Ne de nefret edebiliyorum.

Ne seninleyim,

Ne de sensiz,

Zaman durdu.

Diplerdeyim,

Nefessizim,

Gel kurtar beni,

Çıkar beni uyanamadığım bu kâbustan,

Huzur bulduğum bakışlarınla kurtar beni,

Sen yokken,

Hayat yok.

Nefes yok.

Ben yok.

Gel kurtar beni HUZURUM…

  İstanbul, yazın bunaltıcı sıcaklıklarını geride bırakırken, şehir eylül ayının yağmurlu ve serin havasına kendini teslim etmeye başlamıştı. Umut’un içi aşkından alev olmuş kor kor yanarken, Beren’ e duyduğu özlem onu git gide içinden çıkılmaz bir duruma sürüklüyor, onu  daha da çekilmez bir adam haline getiriyordu. Her geçen gün bir öncekinden daha fazla ağır geçiyor, unutmak bir yana içindeki hasret çığ gibi büyüyor ve engel olamıyordu. Zaman ileriye doğru akıp giderken o diplere çekiliyor, diplere indikçe daha sabırsız daha sinirli olmaya başlamıştı. Artık onu ne ailesi nede en yakın dostu Arda tanıyamıyordu. Yine sıkıntılar içinde iç çırpınışlarının yoğun olduğu bir günde Arda ile birlikte şirketin ihale dosyalarını inceliyorlardı. Umut’ un bir türlü dikkatini toparlayamaması ve üst üste hesaplarda yaptığı hatalar sebebiyle Arda daha fazla kendini tutamadı. Suratı asık, kaşları çatılmış ve dokunduğun anda patlayacak bir bomba gibi duran dostuna bakarak konuşmaya başladı.

“Umut, kendine gel artık.
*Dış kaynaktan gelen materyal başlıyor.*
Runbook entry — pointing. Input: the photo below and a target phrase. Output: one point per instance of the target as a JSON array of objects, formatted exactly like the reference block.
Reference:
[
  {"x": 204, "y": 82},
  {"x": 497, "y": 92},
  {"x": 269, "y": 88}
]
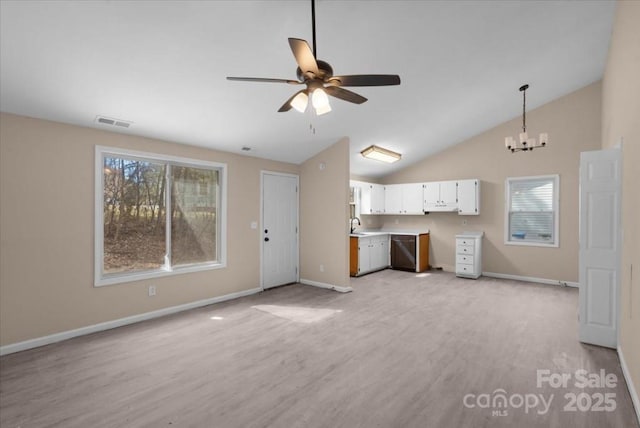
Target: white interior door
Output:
[
  {"x": 279, "y": 229},
  {"x": 600, "y": 233}
]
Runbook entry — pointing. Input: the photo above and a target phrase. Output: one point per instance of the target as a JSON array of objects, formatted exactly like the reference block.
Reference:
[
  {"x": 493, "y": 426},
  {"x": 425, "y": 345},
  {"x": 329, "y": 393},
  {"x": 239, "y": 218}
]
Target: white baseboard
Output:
[
  {"x": 630, "y": 386},
  {"x": 530, "y": 279},
  {"x": 325, "y": 285},
  {"x": 58, "y": 337}
]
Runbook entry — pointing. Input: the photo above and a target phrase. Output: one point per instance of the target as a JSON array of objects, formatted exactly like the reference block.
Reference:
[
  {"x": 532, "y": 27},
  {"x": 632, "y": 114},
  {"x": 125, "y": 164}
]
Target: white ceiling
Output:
[{"x": 162, "y": 65}]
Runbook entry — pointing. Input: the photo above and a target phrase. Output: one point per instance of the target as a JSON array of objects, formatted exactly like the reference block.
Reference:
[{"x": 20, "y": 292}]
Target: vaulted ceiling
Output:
[{"x": 162, "y": 65}]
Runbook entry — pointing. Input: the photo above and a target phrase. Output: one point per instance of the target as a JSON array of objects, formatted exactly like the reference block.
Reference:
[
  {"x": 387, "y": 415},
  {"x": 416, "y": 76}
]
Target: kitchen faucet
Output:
[{"x": 351, "y": 223}]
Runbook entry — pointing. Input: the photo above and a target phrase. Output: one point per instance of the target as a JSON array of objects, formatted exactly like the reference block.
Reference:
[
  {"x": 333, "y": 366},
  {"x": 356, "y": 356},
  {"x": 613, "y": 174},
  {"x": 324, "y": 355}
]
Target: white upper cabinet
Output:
[
  {"x": 377, "y": 198},
  {"x": 371, "y": 197},
  {"x": 440, "y": 196},
  {"x": 412, "y": 194},
  {"x": 469, "y": 197},
  {"x": 403, "y": 199},
  {"x": 461, "y": 196},
  {"x": 393, "y": 199}
]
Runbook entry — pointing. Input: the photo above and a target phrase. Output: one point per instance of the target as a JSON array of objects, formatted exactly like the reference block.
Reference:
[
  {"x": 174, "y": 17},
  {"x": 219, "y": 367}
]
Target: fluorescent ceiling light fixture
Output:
[{"x": 378, "y": 153}]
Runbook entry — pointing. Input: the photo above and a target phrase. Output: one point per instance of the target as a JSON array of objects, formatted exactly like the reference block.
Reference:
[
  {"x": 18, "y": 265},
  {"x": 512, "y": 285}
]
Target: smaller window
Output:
[{"x": 531, "y": 210}]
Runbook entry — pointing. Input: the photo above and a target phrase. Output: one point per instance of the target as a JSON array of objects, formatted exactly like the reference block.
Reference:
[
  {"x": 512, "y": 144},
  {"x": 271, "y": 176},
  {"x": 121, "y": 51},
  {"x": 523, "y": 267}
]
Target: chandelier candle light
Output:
[{"x": 526, "y": 143}]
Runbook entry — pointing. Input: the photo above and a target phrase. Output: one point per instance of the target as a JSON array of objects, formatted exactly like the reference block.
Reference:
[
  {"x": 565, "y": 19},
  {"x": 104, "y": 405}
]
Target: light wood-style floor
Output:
[{"x": 402, "y": 350}]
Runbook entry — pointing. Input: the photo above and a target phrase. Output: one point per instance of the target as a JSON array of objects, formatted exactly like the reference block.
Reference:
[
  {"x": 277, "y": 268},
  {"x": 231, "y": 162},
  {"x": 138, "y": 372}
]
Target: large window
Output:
[
  {"x": 157, "y": 215},
  {"x": 531, "y": 205}
]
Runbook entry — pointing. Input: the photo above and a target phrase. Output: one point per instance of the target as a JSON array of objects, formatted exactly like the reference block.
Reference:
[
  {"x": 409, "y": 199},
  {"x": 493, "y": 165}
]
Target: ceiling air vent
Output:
[{"x": 113, "y": 122}]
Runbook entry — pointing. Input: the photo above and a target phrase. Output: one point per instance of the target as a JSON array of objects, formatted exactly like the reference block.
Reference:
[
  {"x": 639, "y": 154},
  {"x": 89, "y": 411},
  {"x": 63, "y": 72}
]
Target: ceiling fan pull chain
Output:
[
  {"x": 524, "y": 110},
  {"x": 313, "y": 26}
]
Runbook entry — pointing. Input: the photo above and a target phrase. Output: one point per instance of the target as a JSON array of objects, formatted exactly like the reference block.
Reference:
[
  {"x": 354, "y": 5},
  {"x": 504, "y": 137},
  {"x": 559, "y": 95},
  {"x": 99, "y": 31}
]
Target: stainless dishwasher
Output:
[{"x": 403, "y": 252}]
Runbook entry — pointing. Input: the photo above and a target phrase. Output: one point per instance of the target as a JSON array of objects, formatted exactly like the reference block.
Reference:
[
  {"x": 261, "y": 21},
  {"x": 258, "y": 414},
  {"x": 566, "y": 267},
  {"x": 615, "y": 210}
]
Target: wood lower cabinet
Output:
[
  {"x": 368, "y": 254},
  {"x": 410, "y": 252}
]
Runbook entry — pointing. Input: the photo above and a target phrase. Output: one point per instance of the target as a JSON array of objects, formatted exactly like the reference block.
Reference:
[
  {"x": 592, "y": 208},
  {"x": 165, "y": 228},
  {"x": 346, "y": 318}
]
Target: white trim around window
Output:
[
  {"x": 100, "y": 278},
  {"x": 532, "y": 204}
]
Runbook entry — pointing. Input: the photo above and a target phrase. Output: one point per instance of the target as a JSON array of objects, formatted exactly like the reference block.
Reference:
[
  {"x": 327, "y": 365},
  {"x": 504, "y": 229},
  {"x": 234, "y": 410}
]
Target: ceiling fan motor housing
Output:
[{"x": 325, "y": 71}]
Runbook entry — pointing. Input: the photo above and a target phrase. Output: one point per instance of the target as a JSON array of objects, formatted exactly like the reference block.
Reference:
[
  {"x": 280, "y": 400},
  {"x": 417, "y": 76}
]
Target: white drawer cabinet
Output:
[{"x": 469, "y": 254}]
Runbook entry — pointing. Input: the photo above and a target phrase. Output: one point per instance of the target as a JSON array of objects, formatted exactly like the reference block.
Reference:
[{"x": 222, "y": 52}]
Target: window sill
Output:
[
  {"x": 159, "y": 273},
  {"x": 532, "y": 244}
]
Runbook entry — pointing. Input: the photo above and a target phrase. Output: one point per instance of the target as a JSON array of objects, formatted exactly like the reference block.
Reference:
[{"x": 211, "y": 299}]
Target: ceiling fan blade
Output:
[
  {"x": 344, "y": 94},
  {"x": 287, "y": 105},
  {"x": 304, "y": 56},
  {"x": 261, "y": 79},
  {"x": 366, "y": 80}
]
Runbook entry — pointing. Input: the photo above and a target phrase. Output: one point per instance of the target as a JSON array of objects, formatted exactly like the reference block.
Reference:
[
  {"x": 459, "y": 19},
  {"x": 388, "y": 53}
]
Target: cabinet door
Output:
[
  {"x": 393, "y": 199},
  {"x": 364, "y": 254},
  {"x": 468, "y": 197},
  {"x": 448, "y": 195},
  {"x": 377, "y": 198},
  {"x": 412, "y": 198},
  {"x": 431, "y": 195}
]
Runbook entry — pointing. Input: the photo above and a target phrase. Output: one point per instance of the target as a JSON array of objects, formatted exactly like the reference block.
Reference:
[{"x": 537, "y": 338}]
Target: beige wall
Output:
[
  {"x": 324, "y": 216},
  {"x": 47, "y": 237},
  {"x": 573, "y": 124},
  {"x": 621, "y": 120}
]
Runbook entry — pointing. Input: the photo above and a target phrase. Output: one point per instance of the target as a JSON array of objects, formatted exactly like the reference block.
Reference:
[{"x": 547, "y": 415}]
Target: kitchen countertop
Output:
[{"x": 378, "y": 232}]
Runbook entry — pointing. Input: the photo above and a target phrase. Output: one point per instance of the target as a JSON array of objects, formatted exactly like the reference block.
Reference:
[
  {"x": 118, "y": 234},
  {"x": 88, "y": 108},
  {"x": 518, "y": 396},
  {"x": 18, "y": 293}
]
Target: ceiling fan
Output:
[{"x": 319, "y": 80}]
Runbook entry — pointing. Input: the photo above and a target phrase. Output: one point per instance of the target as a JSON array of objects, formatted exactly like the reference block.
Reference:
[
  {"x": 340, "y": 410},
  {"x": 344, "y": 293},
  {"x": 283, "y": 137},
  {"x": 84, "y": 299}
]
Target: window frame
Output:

Endişelenmeyi bırakalı çok oldum. Her an ne olacak nasıl bir saçmalık yapıp nasıl bir patlama yaratıp kendine zarar vereceksin diye korkmaya başladım.”diye, arkadaşının gözlerinin içine bakarak konuşurken sesindeki tedirginlik hissedilir seviyedeydi.

“Arda, yine başladın. Kadın gibi dır dır etmekten ne zaman vazgeçeceksin.” Derken keskin bakışlarıyla birlikte hiddetli sesini arkadaşına yöneltmişti.

“Sen ne zaman Beren’ in yanına gidip adam gibi konuşursun o zaman keserim dinlemekten zevk aldığın sesimi ”diyerek, şüpheli bakışlarını alaylı ses tonuyla gizlemeye çalışarak konuşmuştu.

“Ardaaaaa, kapa çeneni anma onun adını” derken sesi artık tehditkâr çıkıyordu.

“Dostum, ben seni tanıyorsam o kız suçsuz ve sen öfkesine kurban olan saf aşık bir hiç uğruna ikinize birden acı çektiriyorsun” derken gayet kendinden emin bir şekilde konuştu.

“Ardaaaaa, yeter artık konuşma, sus sadece sus anladın mı? Onun yaptıklarını kaldıramam ben anlıyor musun? Kaldıramam… Aşkımdan ölsem de onu asla affetmeyeceğim” derken sinirden gözleri kıpkırmızı olmuştu. Söylediklerine ne kadar inanmak istese de asla yapamayacağı şeyler dilinden dökülüyordu. Arda, arkadaşının ne kadar acı çektiğini görüyor, bu duruma ne kadar üzülse de elinden hiçbir şey gelmiyordu. Kaç defa Beren’i bulup konuşmak istese de kızın adresini sır gibi saklayan arkadaşı yüzünden kıza ulaşamamıştı. Umut sakinleşmeye çalışırken, arkadaşı ise bir an önce yeni bir patlamaya maruz kalmadan odadan çıkmak istiyordu ki tam bu sırada çalan telefon imdadına yetişerek aralarındaki gerilimli konuşmayı bitirmişti. Telefonun ucundaki sekreter Umut’un gözlerinden alev topunun oluşmasına sebep olmuştu. Arda şaşkın bir şekilde arkadaşında meydana gelen değişiklikleri inceliyor, neler olduğunu anlamaya çalışıyordu.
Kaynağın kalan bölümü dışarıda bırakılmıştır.